Unfortunately, a sideshow of ill-informed, comedic responses to the Smiley-West attempt to elevate the cyclical poverty and underdevelopment of black communities has distracted us from what’s really important. It has done nothing more than recreate the same type of public “beef” that has historically undermined real discussions about Black progress in America.
Absent from the public discourse is a critical investigation of why there has been little in the form of a coordinated federal and state legislative or policy response to the lingering economic marginalization and chronic unemployment of African-Americans. Given the dire circumstances facing African-Americans, which predate as well as follow the economic crisis and our slow recovery from it, there is a legitimate reason to question the equity lens of the Obama administration.
While our community is entertained by a sideshow of public posturing, we’re losing sight of the legitimate critique about our nation’s failure to respond to the economic pain hemorrhaging in many of our communities.
What did happen to the poverty lens Obama embraced during his campaign? Where is the strategy session to stop the socioeconomic decline of African-Americans? Where is the comprehensive approach to dismantle the overt discrimination that the chronically unemployed (who are disproportionately African-American) face when they are looking for work? These are all legitimate questions that are not being taken seriously.
We’re also losing sight of the fact that job tours — and any other “march” for jobs — are all reactionary and exploratory. They visibly demonstrate need and dissatisfaction, but they do not directly deal with important barriers along the hiring continuum that keep African-Americans out of work and away from quality economic resources. Perhaps it is time to consider a New Deal for African-Americans — one that acknowledges the unique plight of those who face chronic discrimination and that develops remedies that are intentionally designed to foster equity alongside recovery.
New Deal policies of the 1930s brought on a suite of legislative, regulatory and practical changes that ushered in protections for the middle class. Until key interventions made by the “Black Cabinet”— which included Mary McLeod Bethune as the only woman among the black civil rights elite — Roosevelt’s initial economic recovery policies did little to affect the plight of African Americans and other people of color who were suffering from the Depression.
Like today, the initial set of economic recovery packages did not reach the majority of African Americans, who were “redlined” from participation because of race, gender, and the employment proxies that served to exclude them from New Deal benefits.

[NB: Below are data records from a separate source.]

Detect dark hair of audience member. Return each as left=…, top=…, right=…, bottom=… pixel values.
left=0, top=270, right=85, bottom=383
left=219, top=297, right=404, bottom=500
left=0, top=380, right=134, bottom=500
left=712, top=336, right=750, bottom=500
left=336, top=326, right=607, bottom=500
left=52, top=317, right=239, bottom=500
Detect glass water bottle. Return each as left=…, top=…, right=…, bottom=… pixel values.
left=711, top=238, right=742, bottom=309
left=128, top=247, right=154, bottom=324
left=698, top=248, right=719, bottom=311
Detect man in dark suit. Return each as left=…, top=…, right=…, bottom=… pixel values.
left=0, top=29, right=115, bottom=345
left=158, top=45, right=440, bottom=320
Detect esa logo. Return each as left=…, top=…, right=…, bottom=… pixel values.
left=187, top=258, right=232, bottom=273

While the Obama administration may be less inclined to adopt a “Black Cabinet” given its adoption of a “post-racial” identity, there is still a need to embrace the full spectrum of advisors who are working on critical economic recovery issues in the African American community.
There have been a number of meetings with the leadership of the NAACP, National Action Network and the National Urban League; however the exclusive nature of these discussions reflect a gender bias that omits the important contributions of black female civil rights leaders, such as Eva Paterson of the Equal Justice Society, Barbara Arnwine of the Lawyers Committee for Civil Rights Under Law and Dr. Avis Jones DeWeever of the National Council of Negro Women, among others, whose expertise, resources, and reach into our communities could help to shape inclusive policies that do more than offer Band-Aid remedies to deep-seated wounds.
What we need is inclusive, creative political action and an increased investment in new strategies to develop skills, opportunities and resources in all communities, so as to ensure that there are fair and equitable outcomes with respect to this nation’s economic recovery.
Our policymakers should be prioritizing funding to develop jobs and build infrastructure, to protect workers’ rights to organize and protect themselves from exploitation, and to invest in the education of those who will ultimately advance the promise of this democracy. Without these and other key interventions, we may kiss our competitiveness in the global economy good-bye; and that’s not change we can believe in.